May 16, 2018
By Dr. Hélène Lambert (Professor of Law at the University of Wollongong, Australia, and Professor of International Law at the University of Westminster in London, United Kingdom)
Two years ago, following the judgment of the Fourth Section of the European Court of Human Rights in Ramadan v. Malta, Marie-Bénédicte Dembour called on the Court to take nationality seriously because it is “a core human rights issue” (Strasbourg Observers). Dembour criticised the Court for insisting “that the applicant brings impossible proofs” of his nationality, thereby favouring the defendant State, and for blaming the applicant for his predicament. Hoti v Croatia gives us the opportunity to scrutinise once more how the Strasbourg Court understands nationality and statelessness in human rights terms, and there is some good news.
The applicant was born in Kosovo (then part of the Socialist Federal Republic of Yugoslavia or “SFRY”) in 1962. He was the son of political refugees who had fled Albania in 1960 to settle in Kosovo. In 1979, the applicant moved to Croatia (also part of SFRY) and settled in Novska, where he has lived ever since. Since then, his parents have died, and he has lost touch with his two sisters and two brothers. He is not married, and he does not have children. According to his birth certificate, Mr Hoti has no nationality. However, the Croatian authorities consider him to be a national of Kosovo or Albania because of his parents’ and his own status as Albanian refugees in Kosovo. Throughout the 40 years he has lived in Croatia, his legal status has been partly tolerated and partly regulated by short term humanitarian permits granted sporadically. He has long wished to get Croatian citizenship and a permanent residence permit in Croatia so as to be able to live a normal life in Croatia. However, despite several attempts, he has so far been unable to regularise his residence status.
He argues that he is stateless, that he has no valid travel document and that he was erased from the register of domicile and residence in Croatia without being informed. He further argues that there was a gap in the relevant domestic law (Aliens Act) in that his situation (resulting from the dissolution of the SFRY) should have been regulated. Hence, an application of the Aliens Act could not lead to a solution in his case. He relies on Article 8 ECHR (private life) based on the fact that during the last four decades he has worked intermittently as a waiter and a car mechanic; he is currently surviving by helping out on a farm.
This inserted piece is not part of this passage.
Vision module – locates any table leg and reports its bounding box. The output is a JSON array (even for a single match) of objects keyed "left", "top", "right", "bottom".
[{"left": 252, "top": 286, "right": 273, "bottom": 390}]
The judgment by the First Section of the Court contains some interesting features summarised here.
Acclaimed by the Institute on Statelessness and Inclusion (Monthly Bulletin April 2018) as a landmark judgment, the decision of the First Section in Hoti v Croatia contains a lot of positives, not the least the fact that for the first time the Court chose to tackle the issue of statelessness head on. Indeed, the Court’s decision to accept the applicant’s statelessness despite the state arguing otherwise is commendable, and explicit reference is made to the 1954 Convention relating to the Status of Stateless Persons.
The Court also reemphasised the principle of consent in the acquisition of nationality, namely that “an alien lawfully residing in a country may wish to continue living in that country without necessarily acquiring its nationality” (para.131).
However, when applying the general principles to the specific case (paras.125 et seq.), one can’t help but think that Article 3 ECHR (which prohibits torture, inhuman and degrading treatment) is the elephant in the room. Why is it that Article 3 ECHR is never argued before the Court in cases involving stateless persons? The Court itself flagged a number of particular features often determinant in Article 3 detention or expulsion cases: his “advanced age”, that “the applicant’s residence status in Croatia is uncertain” and with no hope that it will ever be resolved since it is “impossible for him to meet” one of the requirement by being stateless; his “prospect of finding employment is de facto hampered” and so too are his prospect of “securing normal health insurance or pension rights” (para.126); he has no contact with family or relatives.
As Michelle Foster and I have argued here, statelessness is a broad human rights issue: it’s about non-discrimination and equality, it’s about women’s rights and children’s rights, and it’s about family and private life. But crucially, statelessness is about inhuman and degrading treatment and the obligation of the Contracting Parties to secure to everyone within their jurisdictions the right to be free from such ill-treatment. This is not a general or abstract issue as statelessness impacts directly on access to civil, political, social, cultural and economic rights including the right to work, the right to basic subsistence, the right to health care, pension rights, freedom of movement, protection against detention etc. – see also our forthcoming book.
Is the Court ready for Article 3 ECHR arguments? Some of the language used in Hoti v Croatia is sufficiently reminiscent of Article 3 to suggest that it may be. However, all rests on applicants’ lawyers to address statelessness as an Article 3 issue and advise their clients accordingly. Lately, statelessness has been given a renewed impetus as an important human rights issue, and the work of the UNHCR and leading academics has been integral to this. The judgment in Hoti v Croatia makes a valuable contribution to this debate. It’s now up to lawyers to recognise this and direct the debate towards Article 3 ECHR, in particular inhuman and degrading treatment.